How can Machine Learning improve Cybersecurity?

Well, one of the challenges in cybersecurity is really dealing with the extremely high volumes of data and the rate of emerging threats out there. I've also done a lot of work in security automation and quite simply, the amount of data and the rate of attack variants make manual analysis and detection impossible, or machine learning comes in as it can effectively and efficiently deal with massive amounts of data while discovering subtle changes and patterns in that data. So employing machine learning actually offers tremendous benefits to cybersecurity.

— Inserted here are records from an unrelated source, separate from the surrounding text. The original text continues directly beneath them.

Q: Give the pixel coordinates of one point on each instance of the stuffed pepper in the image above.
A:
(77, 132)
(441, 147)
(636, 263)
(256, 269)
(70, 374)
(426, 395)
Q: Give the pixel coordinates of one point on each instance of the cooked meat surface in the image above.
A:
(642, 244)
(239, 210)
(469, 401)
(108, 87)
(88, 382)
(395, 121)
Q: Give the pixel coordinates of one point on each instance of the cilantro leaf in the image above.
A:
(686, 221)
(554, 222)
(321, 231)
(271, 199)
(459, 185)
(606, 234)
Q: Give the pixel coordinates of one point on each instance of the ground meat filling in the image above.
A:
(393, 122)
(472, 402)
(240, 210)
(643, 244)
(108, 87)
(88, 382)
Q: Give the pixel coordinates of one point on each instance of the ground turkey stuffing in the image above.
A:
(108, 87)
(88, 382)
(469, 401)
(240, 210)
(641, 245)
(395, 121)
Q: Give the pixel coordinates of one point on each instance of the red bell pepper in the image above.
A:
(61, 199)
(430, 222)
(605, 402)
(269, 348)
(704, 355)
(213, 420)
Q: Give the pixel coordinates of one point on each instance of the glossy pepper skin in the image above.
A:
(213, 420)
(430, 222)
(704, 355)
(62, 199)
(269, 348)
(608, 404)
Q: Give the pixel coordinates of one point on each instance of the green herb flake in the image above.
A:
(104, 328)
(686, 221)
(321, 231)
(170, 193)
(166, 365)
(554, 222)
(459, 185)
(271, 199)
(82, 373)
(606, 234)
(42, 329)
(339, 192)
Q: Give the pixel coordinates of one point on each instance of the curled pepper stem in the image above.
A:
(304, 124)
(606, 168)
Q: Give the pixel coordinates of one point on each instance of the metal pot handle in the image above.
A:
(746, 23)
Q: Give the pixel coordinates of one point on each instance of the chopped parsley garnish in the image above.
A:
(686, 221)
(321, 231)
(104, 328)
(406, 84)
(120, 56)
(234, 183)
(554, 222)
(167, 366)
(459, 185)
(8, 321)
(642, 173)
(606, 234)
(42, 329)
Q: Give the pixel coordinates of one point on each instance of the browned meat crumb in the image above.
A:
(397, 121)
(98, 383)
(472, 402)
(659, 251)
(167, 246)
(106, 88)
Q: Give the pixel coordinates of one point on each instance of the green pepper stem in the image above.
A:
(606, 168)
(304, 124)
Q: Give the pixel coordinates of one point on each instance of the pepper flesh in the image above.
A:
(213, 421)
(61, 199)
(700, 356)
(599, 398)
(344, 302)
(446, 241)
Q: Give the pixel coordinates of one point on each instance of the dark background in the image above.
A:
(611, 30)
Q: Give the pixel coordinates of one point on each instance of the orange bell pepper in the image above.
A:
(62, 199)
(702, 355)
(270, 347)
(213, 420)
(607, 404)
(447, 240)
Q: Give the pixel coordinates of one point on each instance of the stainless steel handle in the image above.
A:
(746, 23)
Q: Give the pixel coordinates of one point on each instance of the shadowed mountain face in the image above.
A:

It has become a very vital component in many of our security solutions. There are many cybersecurity use cases that are perfect for machine learning, including things like spam filtering, malware, phishing detection, intrusion detection, biometric authentication, user behavior analysis, anomaly detection. The list goes on. It's like almost every cybersecurity use case we have is good for machine learning. So the power of machine learning is to analyze large amounts of data efficiently and accurately ensures that its use in cybersecurity is just going to continue to expand rapidly.

What risks are there to consider?

Researchers have proven that machine learning models are vulnerable to adversarial inputs and attacks. A lot of times it will classify those attacks based on a machine learning phase, such as training or inference or based on whether they're causative or exploratory. For example, during the training phase, attacks are often what we call poisoning attacks, which can cause the models to learn the wrong behavior.

In the inferent stage, we look for exploratory attacks that seek to understand how our model works, which can then be a precursor to evasion or integrity attacks on our models. In addition to the attacks, we also have to understand the risks associated with bias and the inherent integrity issues within the data or the model we're using. That's why I'm a very big supporter of transparency and explicability of our machine learning models, so we do know what they're doing.

Which attacks are particularly dangerous?

Interesting, I see the most dangerous attack on machine learning is the one we don't detect, right? Because one of the leading areas in research right now is how we can detect various attacks during the phases of machine learning process. We have to understand where our weaknesses are with a given machine learning model or data. For instance, if you're doing online learning, you are more susceptible to a training phase poisoning attack because you're actually using live data to train your systems.

Another example is if you're using clustering algorithms for classification, you're much more susceptible to an evasion attack because it's easy to create something that looks like or looks similar to what you're clustering. So it's really, the main attack I see, the main weakness is the cybersecurity professionals not understanding necessarily how the models within the tools they're implementing work. So we really, that's why I came up with this presentation was to try to bridge that gap. It's not to make our cybersecurity professionals data scientists, but make sure they understand how these tools are leveraging machine learning.